From literature to science
“Doodling on his notepad in 1981, the science fiction writer William Gibson was trying to think of a name for an invisible electronic communications network he had dreamt of for a new short story, ‘Burning Chrome’. ‘Dataspace’? No, he crossed that out. ‘Infospace’? No, too nerdy. Then he hit of the perfect word, scientific-sounding, but also alliterative and oddly poetic: ‘cyberspace’. …. It would be another decade before the internet transformed the world, but a novelist’s imagination had already given shape and meaning to something that science had yet to invent”. (p58)
And the internet was to change English ‘more radically than any invention since paper and much faster. The English language is currently embracing new words at a rate not seen since the proliferation of new words during Shakespeare’s time’. (p140) “If a word works, the internet breathes life into it’. (p142 )
Macintyre (p163-166) writes of Scots as a language of the heart (rather than the head like English) and, in this, Scots retains its ‘hearty expressiveness’ and its ‘agile vividness’. I think South African slang gives Scots a run for its money in terms of ‘hearty expressiveness’.
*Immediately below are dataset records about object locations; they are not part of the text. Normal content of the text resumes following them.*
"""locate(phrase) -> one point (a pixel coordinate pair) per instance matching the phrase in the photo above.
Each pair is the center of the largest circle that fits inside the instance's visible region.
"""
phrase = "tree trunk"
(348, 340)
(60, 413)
Consider, for example, the variety of words [in Scots] for different sorts of wind: ‘skolder’, ‘guster’, skuther’, ‘shushle’, ‘tirl’ and ‘gurl’. Only Scots could have produced the word ‘dreich’ – meaning ‘dark, gloomy and dour’ – but above all evoking the weather pattern, peculiar to Scotland, when the rain blots out the horizon. Sometimes for weeks on end. ‘Hochmagandie’ is a far better word than mere ‘fornication’. Who would not rather blow their nose (‘neb’) into a ‘snochterdichter’ than a mere handkerchief?’
And it seems that it is not just wind that the Scots have many words for:If you don’t know why snow is so important to the Scots, you have clearly not tried to wear a kilt in this weather!
And finally it is said that George Bernard Shaw thought that cricket was invented to give the unspiritual English an understanding of eternity.
And these gems above are just a fraction of the wonderful tidbits from the rest of the book. Highly recommended escapist read.